This summer my blog has been more of a kayaking trip report than a photography blog. But that’s ok because it means I’ve been able to do a lot of kayaking, and I’ve taken some fun photos in the process! We usually try and do a trip with some friends of ours each summer and this year after having to reschedule numerous times, we finally made it out this weekend – to go kayaking the North Fork of the White River. I hadn’t been to this river in six years, so I was ready for a re-visit!
We left from Springfield at 5:55 am so we could be on the river before the crowds and heat set in. It turned out to be a good plan because it didn’t start getting hot until about halfway through the float and we never encountered any significant crowds!
I thought the scenery was maybe better on the first half of our float, though the water was clearer, colder, and more plentiful on the lower half of our float. The river was lined with wildflowers of yellow, red, blue and purple in many places.
Here is Bridget near a cliff and deep pool. If I were more adventurous maybe I would have tried to jump from the cliff into the pool.
A few miles down the river we encountered this fairly large cave. It had a pretty foul smell, so hopefully that is the natural smell of bat droppings and not human sewage!

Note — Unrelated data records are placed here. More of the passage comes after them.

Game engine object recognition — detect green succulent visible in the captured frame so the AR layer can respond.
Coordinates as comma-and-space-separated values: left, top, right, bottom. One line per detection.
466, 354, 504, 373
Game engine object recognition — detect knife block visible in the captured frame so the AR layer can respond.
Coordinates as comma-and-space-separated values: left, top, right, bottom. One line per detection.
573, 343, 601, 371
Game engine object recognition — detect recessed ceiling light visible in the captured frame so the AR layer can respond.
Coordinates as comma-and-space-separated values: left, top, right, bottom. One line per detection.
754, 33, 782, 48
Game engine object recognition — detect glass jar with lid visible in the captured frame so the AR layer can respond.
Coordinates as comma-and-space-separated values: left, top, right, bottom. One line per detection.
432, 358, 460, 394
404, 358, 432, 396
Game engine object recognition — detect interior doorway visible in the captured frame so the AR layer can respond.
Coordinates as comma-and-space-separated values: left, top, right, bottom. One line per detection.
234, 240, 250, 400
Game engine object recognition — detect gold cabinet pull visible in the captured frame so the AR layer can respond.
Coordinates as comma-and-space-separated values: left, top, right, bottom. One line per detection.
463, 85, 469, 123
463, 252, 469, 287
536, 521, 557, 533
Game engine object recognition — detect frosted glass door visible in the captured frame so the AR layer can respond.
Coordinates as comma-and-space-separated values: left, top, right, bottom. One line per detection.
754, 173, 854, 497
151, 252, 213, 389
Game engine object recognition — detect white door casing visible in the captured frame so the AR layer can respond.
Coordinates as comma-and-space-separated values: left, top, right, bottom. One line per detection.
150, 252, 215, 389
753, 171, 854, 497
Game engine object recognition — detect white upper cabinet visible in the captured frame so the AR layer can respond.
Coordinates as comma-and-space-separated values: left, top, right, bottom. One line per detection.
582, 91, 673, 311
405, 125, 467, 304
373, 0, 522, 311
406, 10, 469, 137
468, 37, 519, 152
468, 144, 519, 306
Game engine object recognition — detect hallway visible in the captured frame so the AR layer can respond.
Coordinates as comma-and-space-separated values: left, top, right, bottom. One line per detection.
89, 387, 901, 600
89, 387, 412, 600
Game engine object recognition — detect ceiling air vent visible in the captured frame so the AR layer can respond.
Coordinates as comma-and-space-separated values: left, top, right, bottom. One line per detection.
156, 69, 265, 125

Here is Andy heading towards a nice bluff. The water was pretty low until we reached the springs, but there were only a few spots where we got stuck!
One of my favorite spots on the North Fork is this spring. Like all Ozark springs, the water is a brisk 56 degrees, even on a hot summer day! My awesome wife Stephy was a good sport and jumped with me into the icy cold water – something everyone should experience at least once in their life!
I tried to take a cool pic of Grant jumping into the spring but all I got was a cloud of bubbles!
I love the way the bright summer sun glimmers along the rocks under the water.
This was a neat overhang that provided some relief from the sun as the day was heating up. I love all the ferns, clinging to the limestone!
We stopped in this spot to swim, rest, and cool off for a bit.
It was a lot of fun laying in the water and drifting along with the current!
A few miles after the first spring, we encountered several more that significantly added volume to the river, and also decreased the temperature. Here, the river was full of these plants. They must require constant cold temperatures.
Spots like these are usually my favorite sections of rivers. Nice long runs of gentle whitewater.
Because the water was low, the float took a lot longer than we planned, but really, how can you complain about spending extra time on the water?!